È arrivata nei giorni scorsi la notizia del suicidio nelle patrie galere del cinquantaquattresimo detenuto. Più di un terzo sul totale delle morti nei penitenziari italiani che nel 2010 furono 166, un trend spaventoso considerando che in carcere si suicida circa un detenuto ogni mille mentre fuori dal carcere circa una persona ogni ventimila. Numeri che non lasciano scampo e suonano da anni come un tremendo atto d’accusa nei confronti dello Stato e del mondo politico nel suo complesso. Un’altra emergenza non più eludibile se è vero come è vero che l’Italia, con i suoi 67.428 detenuti (24.401 gli stranieri) a fronte di 45.817 posti disponibili, ha un tasso di sovraffollamento di 147,1 detenuti ogni cento posti, record europeo assoluto, davanti a Francia 123,3%, Germania 92%, Spagna 141%, Regno Unito 98,6%. Solo la periferica Serbia fa “meglio” di noi col 157,9%.

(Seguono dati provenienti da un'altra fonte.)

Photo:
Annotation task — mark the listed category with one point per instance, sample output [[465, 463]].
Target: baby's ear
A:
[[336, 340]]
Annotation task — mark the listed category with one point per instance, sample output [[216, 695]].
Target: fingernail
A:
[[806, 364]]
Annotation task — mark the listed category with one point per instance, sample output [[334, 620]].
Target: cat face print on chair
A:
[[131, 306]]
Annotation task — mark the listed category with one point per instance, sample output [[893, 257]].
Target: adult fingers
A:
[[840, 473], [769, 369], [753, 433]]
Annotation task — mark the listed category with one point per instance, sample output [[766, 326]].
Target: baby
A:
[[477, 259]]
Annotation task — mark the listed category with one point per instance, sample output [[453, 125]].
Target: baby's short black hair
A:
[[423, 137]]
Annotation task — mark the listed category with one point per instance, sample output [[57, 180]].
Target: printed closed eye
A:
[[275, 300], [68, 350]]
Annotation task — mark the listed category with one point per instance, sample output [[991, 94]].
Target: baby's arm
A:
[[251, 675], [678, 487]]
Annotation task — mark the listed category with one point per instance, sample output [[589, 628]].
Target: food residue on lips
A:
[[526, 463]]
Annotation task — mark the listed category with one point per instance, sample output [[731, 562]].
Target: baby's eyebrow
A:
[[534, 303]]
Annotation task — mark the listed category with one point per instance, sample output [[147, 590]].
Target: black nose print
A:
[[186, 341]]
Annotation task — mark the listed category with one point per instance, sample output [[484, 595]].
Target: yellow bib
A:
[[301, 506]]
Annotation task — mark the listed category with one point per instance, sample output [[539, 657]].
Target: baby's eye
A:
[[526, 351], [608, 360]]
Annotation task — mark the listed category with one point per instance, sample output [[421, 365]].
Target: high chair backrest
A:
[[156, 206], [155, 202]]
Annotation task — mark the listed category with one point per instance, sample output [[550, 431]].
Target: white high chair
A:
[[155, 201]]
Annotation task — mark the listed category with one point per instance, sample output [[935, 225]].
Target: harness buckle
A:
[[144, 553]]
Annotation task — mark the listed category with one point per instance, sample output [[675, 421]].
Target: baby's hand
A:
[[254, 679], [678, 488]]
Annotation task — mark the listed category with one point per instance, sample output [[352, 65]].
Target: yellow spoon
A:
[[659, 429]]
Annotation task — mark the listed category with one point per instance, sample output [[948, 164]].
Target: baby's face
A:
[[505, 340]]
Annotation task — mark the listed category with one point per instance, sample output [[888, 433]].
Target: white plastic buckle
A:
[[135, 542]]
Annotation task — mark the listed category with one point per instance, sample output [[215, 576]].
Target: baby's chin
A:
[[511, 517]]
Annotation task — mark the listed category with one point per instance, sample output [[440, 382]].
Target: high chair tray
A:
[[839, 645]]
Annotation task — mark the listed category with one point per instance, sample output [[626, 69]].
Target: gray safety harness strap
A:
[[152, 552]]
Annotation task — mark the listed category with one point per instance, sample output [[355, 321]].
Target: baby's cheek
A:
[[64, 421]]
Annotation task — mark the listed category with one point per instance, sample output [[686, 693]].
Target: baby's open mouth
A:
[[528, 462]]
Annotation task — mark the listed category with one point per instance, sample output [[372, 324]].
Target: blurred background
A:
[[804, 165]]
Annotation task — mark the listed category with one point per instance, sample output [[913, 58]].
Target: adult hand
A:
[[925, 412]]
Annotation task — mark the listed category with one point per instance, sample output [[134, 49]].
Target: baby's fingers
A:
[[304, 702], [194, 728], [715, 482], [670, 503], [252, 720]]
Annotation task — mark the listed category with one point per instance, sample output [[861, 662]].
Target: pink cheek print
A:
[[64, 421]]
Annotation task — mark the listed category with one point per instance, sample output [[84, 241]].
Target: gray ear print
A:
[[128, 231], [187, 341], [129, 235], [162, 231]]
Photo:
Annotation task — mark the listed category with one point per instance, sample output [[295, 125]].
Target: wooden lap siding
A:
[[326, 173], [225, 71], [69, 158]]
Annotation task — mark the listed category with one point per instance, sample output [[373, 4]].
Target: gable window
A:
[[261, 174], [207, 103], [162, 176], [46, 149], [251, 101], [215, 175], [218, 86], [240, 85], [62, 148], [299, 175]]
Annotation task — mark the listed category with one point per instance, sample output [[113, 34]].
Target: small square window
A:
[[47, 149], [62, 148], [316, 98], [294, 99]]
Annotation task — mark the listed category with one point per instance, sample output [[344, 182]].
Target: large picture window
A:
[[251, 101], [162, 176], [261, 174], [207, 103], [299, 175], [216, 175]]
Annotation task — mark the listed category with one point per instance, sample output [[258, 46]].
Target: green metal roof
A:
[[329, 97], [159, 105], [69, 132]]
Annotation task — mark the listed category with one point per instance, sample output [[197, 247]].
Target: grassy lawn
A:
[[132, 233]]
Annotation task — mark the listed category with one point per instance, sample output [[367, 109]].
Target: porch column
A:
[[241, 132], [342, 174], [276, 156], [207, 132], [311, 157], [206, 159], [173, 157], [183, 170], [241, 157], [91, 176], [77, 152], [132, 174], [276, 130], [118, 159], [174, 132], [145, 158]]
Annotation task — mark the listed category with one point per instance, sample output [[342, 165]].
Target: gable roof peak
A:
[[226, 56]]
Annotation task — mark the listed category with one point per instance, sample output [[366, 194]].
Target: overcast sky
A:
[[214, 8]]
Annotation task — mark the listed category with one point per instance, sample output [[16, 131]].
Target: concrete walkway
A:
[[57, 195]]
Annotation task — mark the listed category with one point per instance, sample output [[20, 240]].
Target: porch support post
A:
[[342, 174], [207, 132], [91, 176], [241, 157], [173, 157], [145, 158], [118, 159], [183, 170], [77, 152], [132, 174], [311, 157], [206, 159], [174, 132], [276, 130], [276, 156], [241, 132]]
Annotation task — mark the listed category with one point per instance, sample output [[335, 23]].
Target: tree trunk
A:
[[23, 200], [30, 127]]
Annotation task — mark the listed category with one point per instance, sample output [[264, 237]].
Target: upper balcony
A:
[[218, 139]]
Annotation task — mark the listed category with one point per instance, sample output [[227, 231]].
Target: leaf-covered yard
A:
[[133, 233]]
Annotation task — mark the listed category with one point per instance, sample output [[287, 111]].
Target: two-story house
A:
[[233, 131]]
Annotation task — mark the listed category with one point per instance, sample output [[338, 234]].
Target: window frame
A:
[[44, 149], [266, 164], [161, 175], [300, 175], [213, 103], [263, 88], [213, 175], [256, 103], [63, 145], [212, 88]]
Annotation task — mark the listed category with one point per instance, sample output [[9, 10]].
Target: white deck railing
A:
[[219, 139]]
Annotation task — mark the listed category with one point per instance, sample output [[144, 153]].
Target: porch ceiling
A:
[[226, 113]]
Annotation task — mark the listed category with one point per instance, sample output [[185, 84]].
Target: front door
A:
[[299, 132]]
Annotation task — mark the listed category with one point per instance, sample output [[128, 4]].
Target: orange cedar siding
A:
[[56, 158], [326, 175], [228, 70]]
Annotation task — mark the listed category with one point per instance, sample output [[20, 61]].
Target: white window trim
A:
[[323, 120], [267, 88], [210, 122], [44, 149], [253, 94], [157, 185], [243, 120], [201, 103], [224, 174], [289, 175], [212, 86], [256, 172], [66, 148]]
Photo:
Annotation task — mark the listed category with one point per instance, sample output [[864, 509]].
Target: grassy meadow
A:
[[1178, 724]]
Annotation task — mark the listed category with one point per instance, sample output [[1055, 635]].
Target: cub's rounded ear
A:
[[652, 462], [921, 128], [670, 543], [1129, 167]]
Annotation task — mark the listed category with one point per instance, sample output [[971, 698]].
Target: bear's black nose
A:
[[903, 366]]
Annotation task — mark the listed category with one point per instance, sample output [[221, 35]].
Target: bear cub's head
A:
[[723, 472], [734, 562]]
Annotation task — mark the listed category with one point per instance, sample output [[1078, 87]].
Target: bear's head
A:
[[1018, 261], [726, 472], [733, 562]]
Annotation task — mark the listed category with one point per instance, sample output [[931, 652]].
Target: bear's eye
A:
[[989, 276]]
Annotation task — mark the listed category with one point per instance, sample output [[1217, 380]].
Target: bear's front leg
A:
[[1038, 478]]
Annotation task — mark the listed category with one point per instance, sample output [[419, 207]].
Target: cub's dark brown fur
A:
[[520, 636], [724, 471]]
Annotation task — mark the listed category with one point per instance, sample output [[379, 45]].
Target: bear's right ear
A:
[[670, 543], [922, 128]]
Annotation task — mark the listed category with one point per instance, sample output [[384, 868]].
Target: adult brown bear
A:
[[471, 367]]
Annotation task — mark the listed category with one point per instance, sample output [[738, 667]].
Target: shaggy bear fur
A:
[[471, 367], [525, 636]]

Se si entra più nel dettaglio di questa avvilente classifica si fanno insospettabili scoperte: il primato appartiene alla Puglia (183%) seguita a ruota da Emilia Romagna (171%) e Lombardia (169%). E nell’efficiente regione delle “eccellenze” propagandistiche svettano, con lo storico San Vittore, anche le piccole carceri di Busto Arsizio e Varese. Attrezzate per ospitare rispettivamente 167 e 52 detenuti, in realtà ne ospitano 423 e 167. Come dire una condizione ben oltre il limite della vivibilità per tutti: carcerati, guardie penitenziarie, magistrati, personale ausiliario e volontari.
Il caso della città giardino è addirittura emblematico perché il vecchio carcere ottocentesco dei Miogni risulta ufficialmente “dismesso” dal Ministero da dieci anni ma continua a funzionare in mancanza di concrete iniziative per la costruzione di una nuova struttura. A un certo punto parve che i fondi ci fossero ma il tiro incrociato dei veti, per interposti politici locali, tra quartieri e rioni ne vanificò la disponibilità. Nè miglior sorte ebbe l’idea, davvero piuttosto eterodossa, dell’allora ministro della giustizia Castelli, di optare per una soluzione in leasing, ovvero struttura di proprietà privata affittata allo Stato.
Nel giugno del 2010 però il governo Berlusconi ha varato un “piano carceri” per la realizzazione di 9.150 nuovi posti pari a 11 nuovi istituti e 20 ampliamenti di penitenziari esistenti. Stanziamento complessivo: 661 milioni di euro. A distanza di diciassette mesi sono usciti solo tre bandi per ampliamenti, informa Antigone, una delle associazioni che monitorizzano i penitenziari italiani. Non mancando di sottolineare del resto l’incongruenza del “piano” che privilegia Sicilia, Campania e Puglia mentre le esigenze più pressanti sono in Emilia Romagna, Lombardia e Veneto. E che dire delle cosiddette carceri fantasma, gli istituti penitenziari (circa quaranta) costruiti negli ultimi vent’anni – spesso anche attrezzati – ma rimasti inutilizzati del tutto o parzialmente se non addirittura abbandonati. Un elenco da brividi che racconta le ottusità, gli sprechi e il menefreghismo di uno Stato lontano dai cittadini, incapace di rispondere alle loro esigenze ma sempre disposto a chiudere un occhio di fronte ai privilegi, ai costi della politica, all’accidia dei burosauri ministeriali e al consenso prezzolato di alcuni giullari televisivi di regime. Non c’è che dire: un bilancio ancora una volta fallimentare nel paese di Cesare Beccaria.